Figure Legends:
Figure 1:  PN and WN VBPaments adopt a common α-hairpin structure despite low sequence identity. A) NMR structures of J2LS and A1LS VBPs. Cartoon figures depict representative conformations of each structure. Inter-helix disulfides shown as sticks and highlighted in yellow. Complete NMR data tables are available in <blank>. B) Schematic view illustrating the disulfide bonding pattern for all three fragments. Trypsin cut sites identified by Downs et. al.  are indicated by the yellow arrows.  C) Identity matrix for the amino acid sequence of the VBPs.
Figure 2:  Potential PN cross-reactive regions on A1LS. A) Sequence of A1LS used in the peptide microarray analysis.
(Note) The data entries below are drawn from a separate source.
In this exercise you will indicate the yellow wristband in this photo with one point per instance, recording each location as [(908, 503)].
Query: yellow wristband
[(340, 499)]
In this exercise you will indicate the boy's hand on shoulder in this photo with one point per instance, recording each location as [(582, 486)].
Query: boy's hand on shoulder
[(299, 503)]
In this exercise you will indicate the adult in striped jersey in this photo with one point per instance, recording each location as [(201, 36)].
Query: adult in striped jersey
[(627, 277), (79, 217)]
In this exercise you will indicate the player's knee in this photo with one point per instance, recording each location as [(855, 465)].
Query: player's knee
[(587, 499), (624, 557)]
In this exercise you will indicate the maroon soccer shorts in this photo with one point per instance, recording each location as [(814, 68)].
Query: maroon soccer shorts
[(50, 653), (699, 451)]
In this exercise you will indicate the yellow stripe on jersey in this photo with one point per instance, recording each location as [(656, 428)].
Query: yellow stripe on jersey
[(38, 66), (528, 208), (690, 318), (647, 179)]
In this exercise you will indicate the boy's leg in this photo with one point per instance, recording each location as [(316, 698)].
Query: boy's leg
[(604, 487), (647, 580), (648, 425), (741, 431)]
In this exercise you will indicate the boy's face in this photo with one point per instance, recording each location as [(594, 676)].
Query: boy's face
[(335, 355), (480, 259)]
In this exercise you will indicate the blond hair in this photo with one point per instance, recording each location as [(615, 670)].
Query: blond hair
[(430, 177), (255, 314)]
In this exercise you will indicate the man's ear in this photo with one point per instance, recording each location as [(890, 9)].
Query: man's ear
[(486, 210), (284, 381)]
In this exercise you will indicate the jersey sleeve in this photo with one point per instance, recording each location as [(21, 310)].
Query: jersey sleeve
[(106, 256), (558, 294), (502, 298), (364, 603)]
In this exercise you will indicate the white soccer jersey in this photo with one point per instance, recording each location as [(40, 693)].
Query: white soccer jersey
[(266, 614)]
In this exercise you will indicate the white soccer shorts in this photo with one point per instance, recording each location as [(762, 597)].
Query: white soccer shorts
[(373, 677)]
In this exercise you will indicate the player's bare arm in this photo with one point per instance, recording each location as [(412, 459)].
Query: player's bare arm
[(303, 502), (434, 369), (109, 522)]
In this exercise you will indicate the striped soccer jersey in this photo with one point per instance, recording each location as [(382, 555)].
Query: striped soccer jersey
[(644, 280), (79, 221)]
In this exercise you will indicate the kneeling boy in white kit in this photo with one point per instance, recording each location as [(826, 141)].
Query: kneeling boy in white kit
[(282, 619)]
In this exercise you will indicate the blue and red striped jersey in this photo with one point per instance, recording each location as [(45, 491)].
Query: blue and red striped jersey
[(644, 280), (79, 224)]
Residues depicted in the solution-NMR structures are shown in capital letters. Residues from the expression system used to generate the NMR samples but are not present in the peptide microarrays are denoted with brackets. Residues highlighted in blue represent alpha-helices identified in the available NMR structures. Epitopes identified by Burks et. al are indicated in grey rectangles, whereas cross-reactive peptides identified are indicated by coloured rectangles. AEP cut site is indicated by the grey arrow. B) Structure of A1LS coloured by surface similarity (dSIM) values against J2.1, J2.2, and J2.3 as calculated using the SPADE surface comparison algorithm. Total dSIM (Σ[ΔSIM] ) for all residues is indicated. C) IgE-reactive peptides mapped onto the structure of A1LS. Peptides colour-coded as in (A).
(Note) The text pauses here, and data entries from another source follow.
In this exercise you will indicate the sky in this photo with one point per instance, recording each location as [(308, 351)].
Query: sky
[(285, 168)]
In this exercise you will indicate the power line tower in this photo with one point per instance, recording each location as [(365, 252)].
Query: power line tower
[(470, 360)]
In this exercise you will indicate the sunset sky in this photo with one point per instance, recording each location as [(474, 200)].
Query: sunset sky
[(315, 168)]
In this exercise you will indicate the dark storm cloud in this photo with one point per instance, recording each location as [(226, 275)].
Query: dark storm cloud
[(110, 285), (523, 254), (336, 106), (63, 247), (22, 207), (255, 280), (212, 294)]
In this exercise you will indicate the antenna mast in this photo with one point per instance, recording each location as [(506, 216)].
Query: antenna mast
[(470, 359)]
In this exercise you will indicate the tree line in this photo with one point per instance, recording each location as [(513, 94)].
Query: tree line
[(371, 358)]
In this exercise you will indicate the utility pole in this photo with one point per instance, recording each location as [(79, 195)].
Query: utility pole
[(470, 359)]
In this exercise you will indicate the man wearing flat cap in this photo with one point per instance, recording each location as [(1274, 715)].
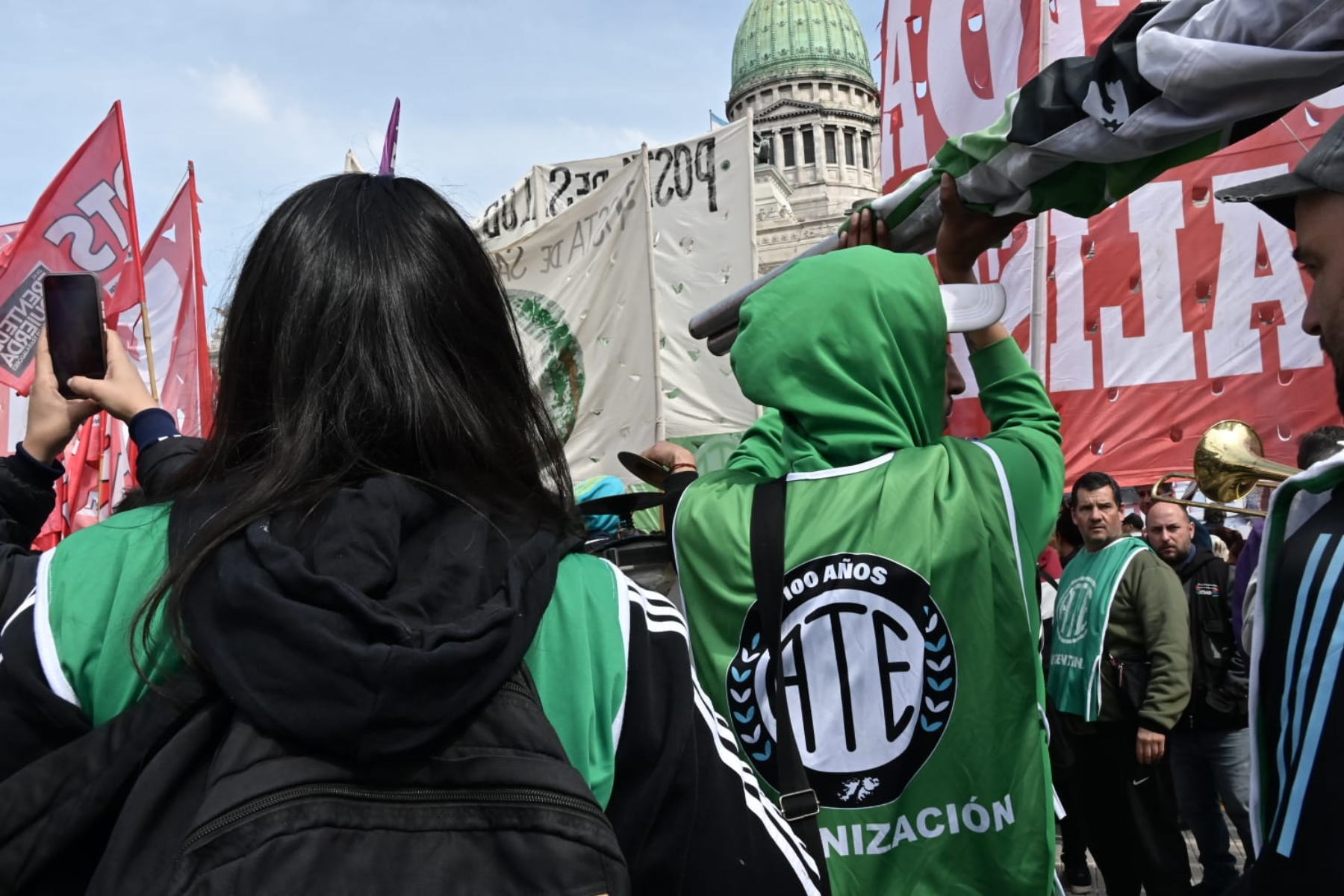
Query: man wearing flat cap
[(1297, 685)]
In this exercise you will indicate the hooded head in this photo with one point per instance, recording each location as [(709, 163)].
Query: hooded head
[(850, 348)]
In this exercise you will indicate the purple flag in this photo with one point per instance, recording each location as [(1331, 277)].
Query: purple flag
[(389, 163)]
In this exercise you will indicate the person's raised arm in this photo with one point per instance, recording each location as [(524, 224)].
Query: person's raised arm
[(1024, 423)]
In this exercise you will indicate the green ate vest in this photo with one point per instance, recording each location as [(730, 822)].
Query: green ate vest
[(910, 662), (1082, 612)]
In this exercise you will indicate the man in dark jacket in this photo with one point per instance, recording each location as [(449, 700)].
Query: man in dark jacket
[(1121, 617), (1211, 744)]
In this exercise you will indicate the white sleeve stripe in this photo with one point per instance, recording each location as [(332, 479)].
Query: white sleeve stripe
[(27, 602), (43, 635), (623, 612), (793, 849), (804, 865)]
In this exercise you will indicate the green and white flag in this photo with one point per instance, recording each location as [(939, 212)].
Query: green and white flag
[(1175, 82)]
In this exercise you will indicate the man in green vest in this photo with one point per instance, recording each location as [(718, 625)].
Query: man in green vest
[(909, 641), (1120, 675)]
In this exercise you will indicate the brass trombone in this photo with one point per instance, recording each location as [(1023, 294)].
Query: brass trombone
[(1229, 465)]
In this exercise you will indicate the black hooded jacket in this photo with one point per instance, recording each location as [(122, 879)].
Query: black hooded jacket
[(1221, 669), (376, 625)]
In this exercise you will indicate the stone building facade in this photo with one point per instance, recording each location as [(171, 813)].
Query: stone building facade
[(803, 70)]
Figure 3:  Potential PN cross-reactive regions on J2LS.A) Structure of J2.1, J2.2, and J2.3 coloured by surface similarity (dSIM) values against A1LS as calculated using the SPADE surface comparison algorithm. Total dSIM (Σ[ΔSIM] ) for all residues is indicated. B) Sequence of J2LS, showing the three repeat areas (Nesbit 2020), with helical areas highlighted in blue, residues used to obtain the 31 mer consensus sequence underlined, and the central 13mer consensus in bold letters. Residues included in the solution-NMR structures are capitalized; those included in the NMRsamples but not present in the peptide microarrays are denoted in parentheses. Epitopes identified by Maleki et. al 2011 are indicated in grey rectangles, with cross-reactive peptides identified in this study (Fig. 4B) shown in coloured rectangles labeled JR5-JR9. The AEP cut site is indicated by the grey arrow. C) IgE-reactive peptides mapped onto the structure of J2.1, J2.2, and J2.3. Peptides colour-coded as in (A). For the sake of simplicity, only JR6-JR9 are shown.
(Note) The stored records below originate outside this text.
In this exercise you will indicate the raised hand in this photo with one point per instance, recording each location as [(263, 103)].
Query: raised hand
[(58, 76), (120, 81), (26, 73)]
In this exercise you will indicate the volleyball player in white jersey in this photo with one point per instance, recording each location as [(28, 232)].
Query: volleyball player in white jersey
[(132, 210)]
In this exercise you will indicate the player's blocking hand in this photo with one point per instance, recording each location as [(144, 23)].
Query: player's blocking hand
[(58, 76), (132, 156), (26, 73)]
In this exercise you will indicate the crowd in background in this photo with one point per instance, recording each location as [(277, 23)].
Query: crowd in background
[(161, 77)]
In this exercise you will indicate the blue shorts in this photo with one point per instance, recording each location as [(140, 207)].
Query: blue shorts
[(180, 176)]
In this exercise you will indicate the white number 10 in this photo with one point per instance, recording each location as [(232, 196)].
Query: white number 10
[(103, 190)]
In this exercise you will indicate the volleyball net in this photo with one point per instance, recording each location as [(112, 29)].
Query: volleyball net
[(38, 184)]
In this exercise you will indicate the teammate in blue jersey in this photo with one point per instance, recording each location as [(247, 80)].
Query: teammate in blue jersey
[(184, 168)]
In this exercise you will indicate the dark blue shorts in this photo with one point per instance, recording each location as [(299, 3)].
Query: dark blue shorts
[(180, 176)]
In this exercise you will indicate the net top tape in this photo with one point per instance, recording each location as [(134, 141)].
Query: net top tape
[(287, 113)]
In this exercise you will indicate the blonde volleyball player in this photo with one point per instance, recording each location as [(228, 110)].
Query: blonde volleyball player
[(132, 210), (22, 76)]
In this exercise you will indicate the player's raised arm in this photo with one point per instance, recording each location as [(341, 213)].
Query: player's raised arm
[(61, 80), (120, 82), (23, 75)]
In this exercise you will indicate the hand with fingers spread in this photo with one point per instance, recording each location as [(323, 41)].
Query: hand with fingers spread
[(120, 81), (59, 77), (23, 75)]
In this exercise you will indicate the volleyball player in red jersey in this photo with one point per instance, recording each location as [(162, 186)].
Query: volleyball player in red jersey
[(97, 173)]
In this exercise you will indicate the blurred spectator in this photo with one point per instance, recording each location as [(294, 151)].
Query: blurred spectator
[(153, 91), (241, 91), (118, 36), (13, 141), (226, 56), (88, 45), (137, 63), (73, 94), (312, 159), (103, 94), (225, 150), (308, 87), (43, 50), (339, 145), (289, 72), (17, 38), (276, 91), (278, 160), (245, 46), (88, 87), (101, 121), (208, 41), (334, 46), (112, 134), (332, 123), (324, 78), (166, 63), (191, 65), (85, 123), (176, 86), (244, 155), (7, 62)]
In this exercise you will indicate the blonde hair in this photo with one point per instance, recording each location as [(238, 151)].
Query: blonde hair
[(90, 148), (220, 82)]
Figure 4: Comparison of IgE binding to the A1LS and J2LS among walnut (WN), peanut (PN), and dual allergic (PW) patients by microarray analysis . A) Modified z values were calculated from the microarray median signal-to-noise ratios (SNRs) and were used to determine the percentage of IgE binding within an amino acid range (shown in 2nd column) for each allergy group. B) The percentage of patients which bind IgE to peptides and major epitopes of A1LS and J2.1 and J2.2 is shown. A major epitope was identified as a peptide where 50% or more of the P, W or PW patients exhibited a positive binding event (z value of 3 or greater) for that peptide. The epitopes marked with an asterisk were recognized by all three allergy groups. The shared regions of overlapping peptides are underlined. Average z values are given as low (3 – 6), medium (6.1 – 9) and high (>9 and in red text). Amino acid composition is shown as percentage of hydrophobic (H), acidic (A), basic (B) or neutral (N) amino acids in the peptide sequence.
Figure 5: Property distance (PD)-graph showing the interrelatedness of the IgE binding epitopes of the LS to those of the 2S albumins of peanuts and tree nuts. The sequences of the LS peptides identified as IgE binding in this study (Figure 4B) are similar in their similar PCPs to the consensus and previously identified epitopes from PN and TN 2S albumins. The PD graph is the graphical depiction of the most similar sequences, which are connected by blue lines, and the lines descrease in intensity and width with increasing PD (lower similarity). Note that the previously determined PCP-consensus sequences (Nesbit et al. 2020) lie in the middle of the graph, and that the LS IgE reactive peptides show similarity to the 2S albumins.